The money is insanely good. If I took no days off and worked at least 40 hours every week and didn't have to buy my own health insurance, it'd be double what I made last year.
So why am I so damn unhappy being here? Well, for starters, I have nothing to do yet. There lies the problem. Conventional logic would dictate that getting paid hundreds of dollars a day to do nothing is a pretty sweet deal.
Yesterday, while reading FastCompany, a columnist that coaches executives made a pretty interesting point regarding careers and being satisfied by life. He said, in the wake of new year's resolutions that undoubtedly are meaningless by now, "Don't look ahead. Look behind. Know that you need to be happy now, to follow your dreams."

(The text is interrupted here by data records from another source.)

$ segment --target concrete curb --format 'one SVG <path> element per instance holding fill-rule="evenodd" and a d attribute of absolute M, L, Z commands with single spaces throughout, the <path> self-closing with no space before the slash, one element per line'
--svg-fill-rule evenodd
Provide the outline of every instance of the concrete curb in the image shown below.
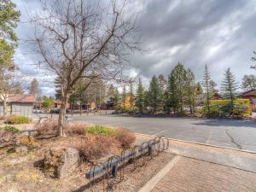
<path fill-rule="evenodd" d="M 135 135 L 141 135 L 141 136 L 146 136 L 146 137 L 159 137 L 159 136 L 154 136 L 154 135 L 147 135 L 147 134 L 137 133 L 137 132 L 135 132 Z M 211 144 L 201 143 L 197 143 L 197 142 L 190 142 L 190 141 L 187 141 L 187 140 L 170 138 L 170 137 L 164 137 L 168 138 L 171 141 L 183 142 L 183 143 L 192 143 L 192 144 L 198 144 L 198 145 L 202 145 L 202 146 L 207 146 L 207 147 L 213 147 L 213 148 L 225 148 L 225 149 L 230 149 L 230 150 L 240 151 L 240 152 L 246 152 L 246 153 L 250 153 L 250 154 L 256 154 L 256 152 L 254 152 L 254 151 L 243 150 L 243 149 L 239 149 L 239 148 L 229 148 L 229 147 L 222 147 L 222 146 L 218 146 L 218 145 L 211 145 Z"/>
<path fill-rule="evenodd" d="M 138 136 L 140 134 L 137 134 Z M 145 136 L 145 135 L 144 135 Z M 150 136 L 147 136 L 150 137 Z M 181 143 L 193 143 L 195 145 L 201 145 L 207 146 L 206 149 L 198 148 L 196 147 L 190 147 L 183 144 L 173 144 L 170 145 L 167 152 L 171 152 L 172 154 L 176 154 L 181 156 L 193 158 L 196 160 L 205 160 L 211 163 L 215 163 L 218 165 L 223 165 L 236 169 L 241 169 L 251 172 L 256 172 L 256 155 L 255 153 L 243 151 L 240 149 L 232 149 L 228 148 L 222 148 L 222 147 L 215 147 L 207 144 L 201 144 L 191 142 L 183 142 L 181 140 L 173 140 L 169 139 L 172 141 L 178 141 Z M 210 148 L 212 148 L 212 150 Z M 230 150 L 230 152 L 222 152 L 219 150 L 216 150 L 213 148 L 224 148 Z M 236 151 L 236 153 L 243 153 L 247 154 L 249 155 L 240 155 L 239 154 L 232 153 L 232 151 Z"/>
<path fill-rule="evenodd" d="M 167 172 L 177 163 L 181 156 L 177 155 L 169 163 L 162 168 L 155 176 L 154 176 L 138 192 L 149 192 L 154 186 L 167 174 Z"/>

Well, fresh off the two month break I had, I started to really understand what makes me happy. It's not that I dislike work or am lazy. Quite the contrary... I'll dig in and work like crazy when it's something I believe in or love (to the extent it interferes with my "marital relations" when I'm up writing code until 3 a.m.). A portion of my well-being is tied to being emotionally invested in what I do. If that tie isn't there, I essentially am not interested.
And that makes sense, because quite frankly the other things that are so important to me have the same tie. The relationship with my wife (who I can't stand to be without after spending two months with her), with coaching volleyball, with running a successful Web site... these are all things that I'm emotionally tied to.
This begs the question of why you should waste time in life doing things that you don't have your heart in? Steph is going through the same thing as she's struggling to stay interested in finishing her PhD.
The sticking point has to do with making a living. I like the living we have, because it's above average in terms of the amount of travel we can do, the stuff we can buy, the places we can go and have dinner. All of that requires cash, and a job like mine provides plenty of that and then some (essentially setting up a very strong retirement).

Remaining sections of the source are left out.